Recent natural disasters have reminded us all how unpredictable and fragile life is, and how quickly our personal property can be destroyed. In this post, we will discuss how churches protect their data.
With all the terrible personal loss people fear when it comes to hurricanes and other natural disasters, electronic records can be an afterthought. But a church staff needs to remember their church’s data, not just their insurance policies and emergency plans.
I recently spoke with a church staff that had been hit by Hurricane Irma. Power had been off at the church for a long time. When the power came back on, the office computer they use to keep records on was missing data from the hard disk. The Revelations membership and donation records were gone.

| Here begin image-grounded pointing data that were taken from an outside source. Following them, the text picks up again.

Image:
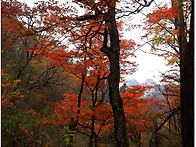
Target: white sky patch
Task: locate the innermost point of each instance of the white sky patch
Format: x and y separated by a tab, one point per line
150	66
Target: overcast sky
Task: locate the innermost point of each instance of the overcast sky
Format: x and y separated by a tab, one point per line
150	66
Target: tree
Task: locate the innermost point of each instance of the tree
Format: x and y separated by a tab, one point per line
105	11
179	39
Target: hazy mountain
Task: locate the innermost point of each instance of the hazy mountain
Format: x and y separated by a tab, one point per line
132	82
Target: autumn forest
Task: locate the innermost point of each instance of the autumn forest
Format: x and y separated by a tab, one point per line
63	74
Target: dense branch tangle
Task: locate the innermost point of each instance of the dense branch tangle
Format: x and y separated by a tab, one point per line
101	16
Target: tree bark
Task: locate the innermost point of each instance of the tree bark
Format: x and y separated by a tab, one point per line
113	81
187	81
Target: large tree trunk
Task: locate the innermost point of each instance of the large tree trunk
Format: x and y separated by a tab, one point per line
113	80
187	82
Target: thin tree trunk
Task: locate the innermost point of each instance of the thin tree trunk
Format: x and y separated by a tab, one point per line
187	81
113	80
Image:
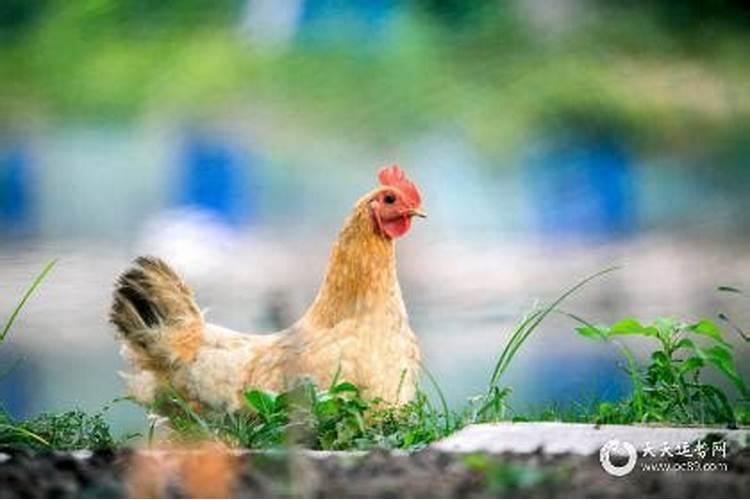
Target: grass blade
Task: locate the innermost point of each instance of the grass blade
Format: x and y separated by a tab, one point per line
527	327
37	281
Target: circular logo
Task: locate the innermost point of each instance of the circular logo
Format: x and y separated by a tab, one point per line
620	449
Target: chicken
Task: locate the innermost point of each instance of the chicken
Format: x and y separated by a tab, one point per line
357	327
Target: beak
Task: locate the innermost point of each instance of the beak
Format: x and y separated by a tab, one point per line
417	212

What Questions to Ask When Protecting Your Data
When they were having trouble locating their flash drive for data backups, I started to get nervous. I was mentally preparing to run them through unpleasant options. Did they have good hard copies? Of what? How much time were they willing to spend re-inputting data from months or even years worth of hard copies? How much were they willing to pay for some data recovery service that may not work anyway?
Fortunately, they found the flash drive and I was able to get them back up and running in minutes. But there could have been a much worse ending. What if they couldn’t find the flash drive? Were they backing up regularly? What if it had been destroyed by the storm damage, or the data had been corrupted somehow?
Things like that happen. We’ve had clients (who didn’t use our web-based IconCMO church management software) lose all their data, all because they weren’t prepared for the worst.
How can churches protect their data and keep it secure?
That is, are you not storing your data through some sort of cloud service / web-based system?
- Make sure you back up your data frequently. That way, if something goes wrong and you have to pull out the backups, you won’t lose much. I recommend daily backups. It doesn’t take a lot of time or data storage, and it can save a lot of time redoing lost work. But if you only use the system once a week, a weekly backup will do.
- Keep multiple backups on multiple drives. There should be more than one flash drive / computer where you’re storing backups. You don’t want to depend on a single backup drive. Anything could happen to it.
- Keep offsite backups. This comes under Don’t put all your eggs in one basket. If you lose your office computer to a storm, flood, fire, thief, etc., and your backup drive is in the same location, you could very well lose your backup drive at the same time. You need to have backups in a different setting from your work computer — preferably far away.
And then there’s the whole matter of keeping your data secure from people who should not be accessing it (hackers, uninformed staffers, and so on). But that’s a whole other topic.
Are you using a good, secure web-based system to protect your data in the cloud?
- Relax. You’ve got this covered.
How do you know if a web-based system is secure?
A software company that’s confident about their cloud-based system should be transparent with you about why their system is secure and trustworthy.
A trustworthy cloud-based system…
- backs up your data frequently. How frequently? Well, think about how much you get done in a day and how much you’re willing to lose.
- backs up your data in more than one geographic location with hundreds of miles in between. If you can hike from one backup site to the other, so can a tornado. Not good enough, software company!
- brings you your data over an encrypted, secure connection. Sending important, sensitive information through an insecure connection is kind of like mailing it without envelopes. No, it’s actually worse.
- keeps your data on secure servers with strong barriers between your information and the outside world. Church data can be very sensitive and there are plenty of hackers out there. When a car thief comes along, you want the doors locked, the alarm system on and the wheel lock in place.
- is available when you need it. What’s the system’s up-time? Are there frequent service interruptions? Your data is no good to you if you can’t get to it.
Learn more about what to consider when evaluating the security of a web-based system.
Find out more about our secure web-based church management software.
And when it comes to your electronic data, hope for the best, but plan for the worst. With the many options available there is no reason churches can’t protect their data from loss.